Die Mainichi Shimbun meinte in ihrem Leitartikel vom 29. November: "Seit 1998 wird der Grossteil des Thunfisches, den die Menschen in Japan als Sashimi konsumieren, durch Importe gedeckt. Unter dem Gesichtspunkt der Sicherung der Versorgung Japans mit Thunfisch muss eine weltweite Überfischung der Thunfischbestände vermieden werden. Japan wurde dafür kritisiert, dass es bereit sei Thunfisch zu jedem Preis zu kaufen, und so den Handel mit illegal gefangenem Thunfisch fördere. Allerdings ist Japan heute nicht länger der einzige große Abnehmer, da inzwischen weltweit immer mehr Menschen Thunfisch essen. [...] Wenn wir weiterhin Thunfisch essen wollen, müssen wir höhere Preise akzeptieren und die Welt zu einem nachhaltigen Bewirtschaften der Thunfischbestände auffordern."
Die Asahi Shimbun brachte ihre Besorgnis zum Ausdruck, dass die jüngste ICCAT-Entscheidung nicht ausreiche, um die Thunfischbestände zu erhalten. In ihrem Leitartikel vom 28. November meinte die Zeitung, es liege in der Verantwortung Japans als größter Konsument von Thunfisch effektive Maßnahmen zur Beschränkung des Fangs vorzulegen, wenn die fünf Thunfischkommissionen im Januar 2007 in Japan erstmals zu einer gemeinsamen Konferenz zusammenkommen. Japan solle zudem die Forschung im Bereich der Thunfischzucht auf der Grundlage seiner Fischereitechnologien verstärken.
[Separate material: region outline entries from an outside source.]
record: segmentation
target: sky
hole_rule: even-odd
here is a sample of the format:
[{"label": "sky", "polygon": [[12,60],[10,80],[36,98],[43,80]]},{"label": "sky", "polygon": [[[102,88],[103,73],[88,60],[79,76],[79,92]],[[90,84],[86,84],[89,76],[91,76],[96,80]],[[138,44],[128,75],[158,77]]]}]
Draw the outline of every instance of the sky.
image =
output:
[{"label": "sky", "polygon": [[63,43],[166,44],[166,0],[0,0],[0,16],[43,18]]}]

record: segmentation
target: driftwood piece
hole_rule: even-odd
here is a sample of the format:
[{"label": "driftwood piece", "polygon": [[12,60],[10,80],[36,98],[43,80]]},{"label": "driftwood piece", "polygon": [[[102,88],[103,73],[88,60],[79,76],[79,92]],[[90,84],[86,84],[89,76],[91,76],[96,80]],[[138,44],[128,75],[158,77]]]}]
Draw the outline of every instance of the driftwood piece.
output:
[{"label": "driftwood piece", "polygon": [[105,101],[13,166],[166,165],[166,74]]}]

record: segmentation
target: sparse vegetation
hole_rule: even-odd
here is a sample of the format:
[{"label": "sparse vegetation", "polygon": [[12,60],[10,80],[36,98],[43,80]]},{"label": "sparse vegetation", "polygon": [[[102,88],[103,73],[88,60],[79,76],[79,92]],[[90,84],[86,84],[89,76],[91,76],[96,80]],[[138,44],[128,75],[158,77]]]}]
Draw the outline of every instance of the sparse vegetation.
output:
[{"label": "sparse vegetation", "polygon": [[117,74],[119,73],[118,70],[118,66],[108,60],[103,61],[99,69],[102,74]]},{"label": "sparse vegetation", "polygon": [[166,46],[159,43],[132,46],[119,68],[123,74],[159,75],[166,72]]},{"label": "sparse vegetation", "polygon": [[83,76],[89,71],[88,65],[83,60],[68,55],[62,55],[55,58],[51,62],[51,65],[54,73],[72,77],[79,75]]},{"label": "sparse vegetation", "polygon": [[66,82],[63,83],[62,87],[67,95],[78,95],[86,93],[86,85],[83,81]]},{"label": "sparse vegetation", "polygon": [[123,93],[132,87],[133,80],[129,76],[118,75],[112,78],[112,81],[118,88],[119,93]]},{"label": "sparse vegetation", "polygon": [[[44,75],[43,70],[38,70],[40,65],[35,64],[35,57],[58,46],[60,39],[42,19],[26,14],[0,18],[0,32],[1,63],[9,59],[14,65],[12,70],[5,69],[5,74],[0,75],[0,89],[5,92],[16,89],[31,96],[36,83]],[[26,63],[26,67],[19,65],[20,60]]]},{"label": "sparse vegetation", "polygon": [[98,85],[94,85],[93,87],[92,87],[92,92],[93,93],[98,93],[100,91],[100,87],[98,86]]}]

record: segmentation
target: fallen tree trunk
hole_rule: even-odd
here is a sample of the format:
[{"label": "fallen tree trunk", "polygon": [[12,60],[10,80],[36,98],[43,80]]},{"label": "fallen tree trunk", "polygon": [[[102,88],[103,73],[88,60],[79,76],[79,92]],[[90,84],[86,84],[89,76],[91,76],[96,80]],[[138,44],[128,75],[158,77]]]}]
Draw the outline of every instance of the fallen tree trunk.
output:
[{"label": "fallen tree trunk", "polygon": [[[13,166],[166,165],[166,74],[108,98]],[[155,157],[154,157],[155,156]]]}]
Die Yomiuri Shimbun bezeichnete in ihrem Leitartikel vom 28. November weiter reichende Beschränkungen des Thunfischfangs als "unvermeidlich": "Es ist nun die Zeit gekommen, wo Thunfisch nicht länger ein allzeit verfügbares und preiswertes Nahrungsmittel ist. Die japanischen Konsumenten müssen sich dieser Realität stellen."
Die Sankei Shimbun rief in ihrem Leitartikel vom 26. November die Verbraucher dazu auf, das Management der Fischbestände von einer weiter gefassten Perspektive aus zu betrachten, gerade auch mit Blick auf die künftige Sorge wegen steigender Preise für Thunfisch: "Die Frage des Thunfischs führt uns einen Aspekt der Sicherung von Nahrungsmitteln vor Augen, der durch die weltweite Bevölkerungszunahme zunehmend an Bedeutung gewinnt."